Magenta Arcade ($1.99) is a game in the shoot ’em up genre, which isn’t really crowded, but is neither lacking for titles. But what this game does to stand out is extremely clever: it’s a shmup that exploits the way that fingers exist on and around mobile touchscreens, and makes it part of the game itself. It doesn’t make the game any easier, and I have some issues with the structure of the game, but this core concept makes for a ridiculously clever game.
The main attraction to Magenta Arcade is its control scheme, and rightfully so, as it’s brilliant. Your finger is the ship, and wherever your finger is, that’s where your ship is, so any bullets or enemies that you hit are hitting your finger. You hold on the screen to fire, and quickly tap to deploy your special, limited-ammo weapon. It’s a system that solves a lot of the issues surrounding shoot ’em ups on touch screens, where you have to contend with your finger potentially blocking things, and dealing with offset controls and the like. This system just makes sense.
The trouble with adapting it to other games in the shmup genre would be that this game has a narrative justification for why your finger is the ship, and why it can rapidly warp from one spot to another. It’s because you control a sort of god whose powers have been stolen, but can still interact with the world. As such, when you take your finger off of the screen, it’s why enemies can’t hurt you with normal bullets. So, the game has attacks that fly up at the screen toward you to ensure that you don’t just decide to win the game by not playing until you absolutely have to destroy something. Additionally, there are weapon powerups that you can collect by tapping and holding on in-game buttons, and one boss fight involves tapping buttons in a rhythmic sequence, then literally poking him to death.
While pulling your finger off of the screen is one way to avoid damage, the game does provide a positive justification for staying on the screen and attacking. As you collect hold weapon powerups, you have to stay on the screen for them to reach their higher firing levels. Additionally, there are combo bonuses for killing enemies in rapid succession, so you can’t just play defensively, but it’s kind of nice to know that sometimes, you can just disappear from the game board to dodge the chaos. However, the enemies that fire upward toward you become more and more frequent, so good luck dealing with all that.
The controls of Magenta Arcade are easy to use, but the game proves to be quite the difficult affair. There are 5 levels to play through, and they offer no checkpoints evenas they increase in length throughout the game. Not taking damage is important here, as if you die, you have to start over, and you’re losing several minutes worth of progress each time. There are challenges in each level where you have to complete an objective like not killing a certain number of enemies, or taking out a wave of aliens inspired by Space Invaders. These reward you either with greater firepower or more health, and odds are that you’re going to want greater firepower, because the threats are constant.
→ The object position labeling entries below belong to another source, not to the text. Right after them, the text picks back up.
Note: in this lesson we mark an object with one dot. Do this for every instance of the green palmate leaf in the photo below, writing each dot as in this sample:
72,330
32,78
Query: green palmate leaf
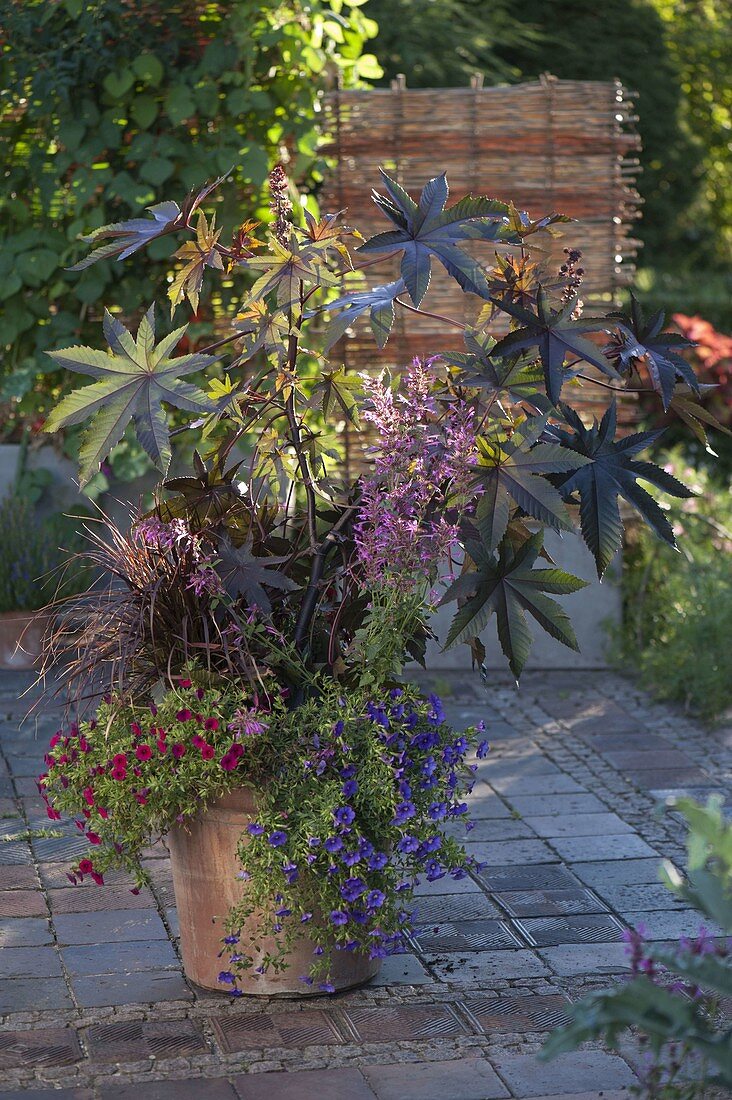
696,415
427,230
134,377
340,391
638,341
263,329
514,471
284,270
555,336
519,380
196,255
505,584
610,474
379,303
130,235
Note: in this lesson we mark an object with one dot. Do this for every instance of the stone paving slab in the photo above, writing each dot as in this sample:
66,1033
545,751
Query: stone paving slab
95,1004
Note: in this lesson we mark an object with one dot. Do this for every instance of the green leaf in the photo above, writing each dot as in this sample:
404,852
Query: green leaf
156,169
130,235
340,391
119,83
149,68
144,110
133,381
506,585
179,105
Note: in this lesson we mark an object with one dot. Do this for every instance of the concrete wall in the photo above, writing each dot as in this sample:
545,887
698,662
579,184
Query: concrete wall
589,609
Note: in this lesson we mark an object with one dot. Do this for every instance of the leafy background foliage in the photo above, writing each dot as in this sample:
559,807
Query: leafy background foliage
110,101
677,615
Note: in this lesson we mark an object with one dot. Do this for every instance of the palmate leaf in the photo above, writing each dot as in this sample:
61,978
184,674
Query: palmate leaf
378,301
127,237
505,584
247,575
515,471
427,230
196,255
696,415
555,334
638,341
134,377
612,472
130,235
284,270
263,329
520,380
340,391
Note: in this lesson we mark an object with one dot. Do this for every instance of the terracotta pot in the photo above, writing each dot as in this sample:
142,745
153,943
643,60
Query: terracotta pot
21,638
205,865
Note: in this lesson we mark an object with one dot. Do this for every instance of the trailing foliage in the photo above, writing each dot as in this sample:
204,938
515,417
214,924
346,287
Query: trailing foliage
108,100
360,807
677,607
675,998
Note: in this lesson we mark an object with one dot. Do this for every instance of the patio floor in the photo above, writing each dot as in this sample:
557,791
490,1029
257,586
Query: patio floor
95,1005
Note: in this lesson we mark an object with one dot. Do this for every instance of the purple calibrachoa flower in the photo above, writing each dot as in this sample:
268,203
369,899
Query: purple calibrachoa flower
345,815
404,811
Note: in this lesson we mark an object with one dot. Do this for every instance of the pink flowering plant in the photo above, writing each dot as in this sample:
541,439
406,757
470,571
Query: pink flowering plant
293,595
348,823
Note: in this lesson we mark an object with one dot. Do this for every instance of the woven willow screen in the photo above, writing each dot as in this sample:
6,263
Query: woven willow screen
552,145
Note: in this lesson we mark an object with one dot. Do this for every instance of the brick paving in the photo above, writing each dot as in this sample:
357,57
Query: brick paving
94,1004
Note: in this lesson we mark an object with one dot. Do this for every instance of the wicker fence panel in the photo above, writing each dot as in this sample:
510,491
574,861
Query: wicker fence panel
552,145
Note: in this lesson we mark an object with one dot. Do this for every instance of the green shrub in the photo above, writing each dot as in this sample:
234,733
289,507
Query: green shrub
107,101
678,606
675,999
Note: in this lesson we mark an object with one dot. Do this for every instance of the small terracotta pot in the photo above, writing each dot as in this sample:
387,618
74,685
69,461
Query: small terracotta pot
21,638
205,866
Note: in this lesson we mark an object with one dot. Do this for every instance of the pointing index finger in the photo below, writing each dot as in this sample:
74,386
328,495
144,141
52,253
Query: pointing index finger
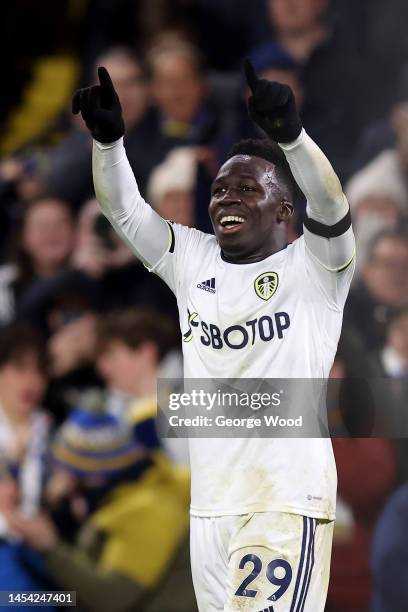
105,80
251,76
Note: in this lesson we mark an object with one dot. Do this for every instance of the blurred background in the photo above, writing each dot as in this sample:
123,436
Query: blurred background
90,499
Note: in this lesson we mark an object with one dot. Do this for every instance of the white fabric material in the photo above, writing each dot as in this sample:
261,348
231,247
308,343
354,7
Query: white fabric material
32,467
219,544
143,230
326,202
238,476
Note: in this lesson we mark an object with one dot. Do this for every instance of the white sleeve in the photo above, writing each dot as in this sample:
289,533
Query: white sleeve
170,250
147,234
327,227
329,245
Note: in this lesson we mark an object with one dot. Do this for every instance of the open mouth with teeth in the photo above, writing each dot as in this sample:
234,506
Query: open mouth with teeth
231,222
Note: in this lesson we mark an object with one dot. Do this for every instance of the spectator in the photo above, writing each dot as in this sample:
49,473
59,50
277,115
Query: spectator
42,251
132,550
382,288
394,355
378,198
366,471
325,56
73,156
131,347
118,278
24,425
189,111
172,185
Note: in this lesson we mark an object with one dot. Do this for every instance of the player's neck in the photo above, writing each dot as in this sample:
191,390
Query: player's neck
249,258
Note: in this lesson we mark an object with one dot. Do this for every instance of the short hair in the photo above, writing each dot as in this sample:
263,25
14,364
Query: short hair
271,152
134,327
17,340
179,48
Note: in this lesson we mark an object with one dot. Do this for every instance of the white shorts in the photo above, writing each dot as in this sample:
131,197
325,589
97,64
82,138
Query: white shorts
268,561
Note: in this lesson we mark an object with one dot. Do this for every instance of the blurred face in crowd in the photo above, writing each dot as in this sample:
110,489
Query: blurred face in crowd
177,86
22,384
125,368
48,235
131,86
178,206
295,16
398,336
385,274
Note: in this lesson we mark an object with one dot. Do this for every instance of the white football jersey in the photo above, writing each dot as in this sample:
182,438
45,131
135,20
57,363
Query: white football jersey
277,318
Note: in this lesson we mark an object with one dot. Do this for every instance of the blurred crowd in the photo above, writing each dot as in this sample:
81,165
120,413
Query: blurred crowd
90,498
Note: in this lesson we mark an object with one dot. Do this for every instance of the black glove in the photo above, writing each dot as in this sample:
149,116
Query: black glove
272,106
100,109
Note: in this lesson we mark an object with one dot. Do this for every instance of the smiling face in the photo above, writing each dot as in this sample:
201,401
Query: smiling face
249,202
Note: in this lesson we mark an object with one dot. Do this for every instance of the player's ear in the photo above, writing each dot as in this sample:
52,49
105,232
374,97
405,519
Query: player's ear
284,211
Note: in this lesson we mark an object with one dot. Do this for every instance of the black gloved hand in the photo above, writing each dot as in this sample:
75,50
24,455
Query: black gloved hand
100,109
272,106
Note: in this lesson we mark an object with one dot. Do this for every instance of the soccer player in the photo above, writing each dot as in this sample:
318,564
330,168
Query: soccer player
262,510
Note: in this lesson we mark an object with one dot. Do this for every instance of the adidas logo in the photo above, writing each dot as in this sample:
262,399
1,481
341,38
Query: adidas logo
208,285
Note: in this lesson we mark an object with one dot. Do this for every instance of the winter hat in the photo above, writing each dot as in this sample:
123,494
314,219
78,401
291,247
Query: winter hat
96,443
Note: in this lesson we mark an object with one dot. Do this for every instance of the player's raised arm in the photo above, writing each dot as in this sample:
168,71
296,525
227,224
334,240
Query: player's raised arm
328,233
146,233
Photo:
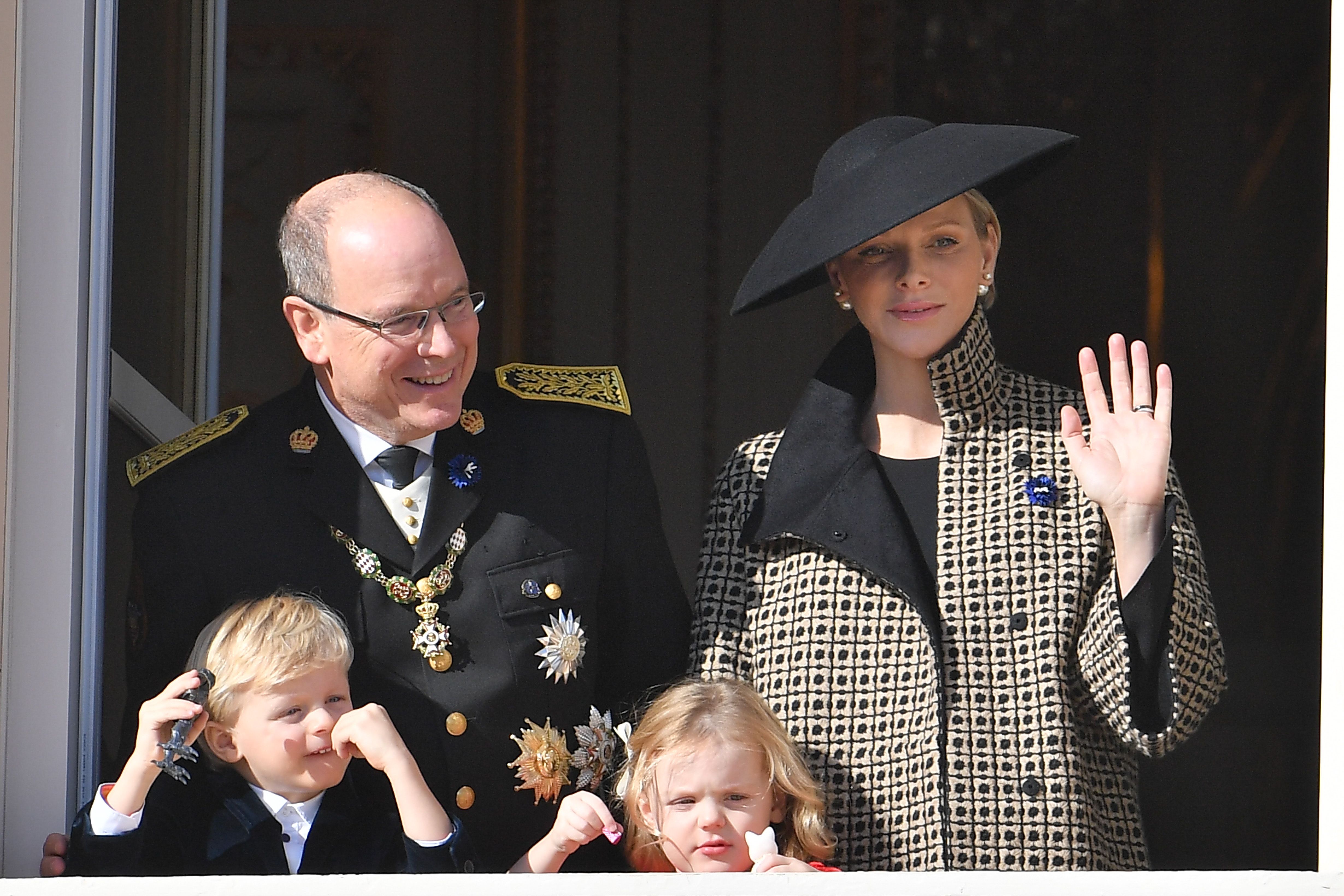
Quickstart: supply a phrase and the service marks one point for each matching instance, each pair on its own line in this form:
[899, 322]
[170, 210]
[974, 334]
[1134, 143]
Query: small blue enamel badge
[464, 471]
[1042, 491]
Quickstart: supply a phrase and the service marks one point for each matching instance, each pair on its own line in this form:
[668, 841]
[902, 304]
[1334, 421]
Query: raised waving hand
[1123, 465]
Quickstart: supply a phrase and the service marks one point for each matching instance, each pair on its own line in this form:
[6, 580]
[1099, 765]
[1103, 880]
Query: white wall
[46, 415]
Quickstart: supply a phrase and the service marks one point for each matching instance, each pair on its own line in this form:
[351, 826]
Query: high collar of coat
[823, 479]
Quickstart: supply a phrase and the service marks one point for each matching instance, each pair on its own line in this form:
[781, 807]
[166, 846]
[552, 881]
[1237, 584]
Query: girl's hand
[369, 734]
[1124, 465]
[777, 863]
[158, 717]
[581, 819]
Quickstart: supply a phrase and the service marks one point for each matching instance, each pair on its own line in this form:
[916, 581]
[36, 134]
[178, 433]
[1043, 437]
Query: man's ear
[221, 742]
[781, 803]
[307, 324]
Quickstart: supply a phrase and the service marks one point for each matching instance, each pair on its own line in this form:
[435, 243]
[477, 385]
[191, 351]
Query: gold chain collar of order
[431, 637]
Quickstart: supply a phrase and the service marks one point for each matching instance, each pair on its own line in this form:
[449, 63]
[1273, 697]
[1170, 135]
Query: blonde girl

The health is a great savior if you need it, but you also can’t stack hearts beyond the default three that you get, unfortunately. Some of the clever strategy thus gets lost. My job in any level became to just not take any damage at all until the boss came, because having that firepower helps out so much, even with fighting off normal enemy waves.
There is a system where your powerups can carry from one level to the next, but it’s functionally useless here for two reasons. One, the game’s so hard that odds are that your level-3 weapon powerup and your one heart left over from the previous boss fight aren’t going to last long due to the inherent difficulty of the game anyway. Two, the levels are long enough for a mobile game that if your strategy to complete the third stage was to build up an arsenal from the previous two levels, then you’re preparing to invest a major amount of time into the game.
This is where I find the length of the levels and the lack of things like checkpoints to be a flaw: because this is still a mobile game, certain compromises need to be made for the platform and how people use it. And while plenty of people are going to sit around and play at home, sure, the person playing this on their commute to work isn’t going to want to start all the way over at an easier level just so they can beat this one level they’re going through, putting in a 20 or 30 minute investment to do so. If this system had a bit more of a clever mobile-friendly twist on it, it would fit in great with the rest of this game, which is built around clever mobile-friendly twists.
Magenta Arcade is definitely a shoot ’em up worth checking out for anyone who appreciates the genre, or even has been looking for something that feels right on mobile. While the “mobile experience" isn’t perfect, the actual act of playing Magenta Arcade is so cool and such a genius idea that it’s worth checking out for that alone.